Subjective Memory Complaint and Depressive Symptoms among Older Adults in Portugal

Aveiro University, Campus Universitário de Santiago, 3810-193 Aveiro, Portugal

Received 25 October 2015; Accepted 21 December 2015

Academic Editor: Gjumrakch Aliev

Copyright © 2015 Mónica Sousa et al. This is an open access article distributed under the Creative Commons Attribution License, which permits unrestricted use, distribution, and reproduction in any medium, provided the original work is properly cited.

Abstract

Background.
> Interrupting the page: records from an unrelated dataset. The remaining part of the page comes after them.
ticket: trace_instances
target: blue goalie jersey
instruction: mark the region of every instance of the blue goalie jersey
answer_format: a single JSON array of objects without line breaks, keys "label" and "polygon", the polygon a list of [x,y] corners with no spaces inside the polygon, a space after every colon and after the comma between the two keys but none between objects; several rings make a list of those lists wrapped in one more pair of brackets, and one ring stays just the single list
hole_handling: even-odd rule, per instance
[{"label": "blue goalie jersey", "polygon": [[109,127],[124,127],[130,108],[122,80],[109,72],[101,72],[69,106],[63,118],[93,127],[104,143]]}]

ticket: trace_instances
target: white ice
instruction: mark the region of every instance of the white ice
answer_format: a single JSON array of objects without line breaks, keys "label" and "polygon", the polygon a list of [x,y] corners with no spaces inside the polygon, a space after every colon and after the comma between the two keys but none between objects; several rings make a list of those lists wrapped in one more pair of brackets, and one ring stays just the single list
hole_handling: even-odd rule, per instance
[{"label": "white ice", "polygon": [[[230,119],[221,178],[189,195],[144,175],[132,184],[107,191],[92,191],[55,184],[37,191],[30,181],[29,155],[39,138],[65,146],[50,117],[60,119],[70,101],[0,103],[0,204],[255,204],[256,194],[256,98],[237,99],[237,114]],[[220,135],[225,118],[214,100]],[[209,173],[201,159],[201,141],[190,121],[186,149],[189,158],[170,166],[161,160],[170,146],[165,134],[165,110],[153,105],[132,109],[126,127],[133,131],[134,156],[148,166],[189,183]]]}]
Older adults report subjective memory complaints (SMCs) but whether these are related to depression remains controversial. In this study we investigated the relationship between the SMCs and depression and their predictors in a sample of old adults. Methods. This cross-sectional study enrolled 620 participants aged 55 to 96 years (74.04 ± 10.41). Outcome measures included a sociodemographic and clinical questionnaire, a SMC scale (QSM), a Geriatric Depression Scale (GDS), a Mini-Mental Status Examination (MMSE), and a Montreal Cognitive Assessment (MoCA). Results. The QSM mean total score for the main results suggests that SMCs are higher in old adults with depressed symptoms, comparatively to nondepressed old adults. The GDS scores were positively associated with QSM but negatively associated with education, MMSE, and MoCA. GDS scores predicted almost 63.4% of variance. Scores on QSM and MoCA are significantly predicted by depression symptomatology. Conclusion. Depression symptoms, lower education level, and older age may be crucial to the comprehension of SMCs. The present study suggested that depression might play a role in the SMCs of the older adults and its treatment should be considered.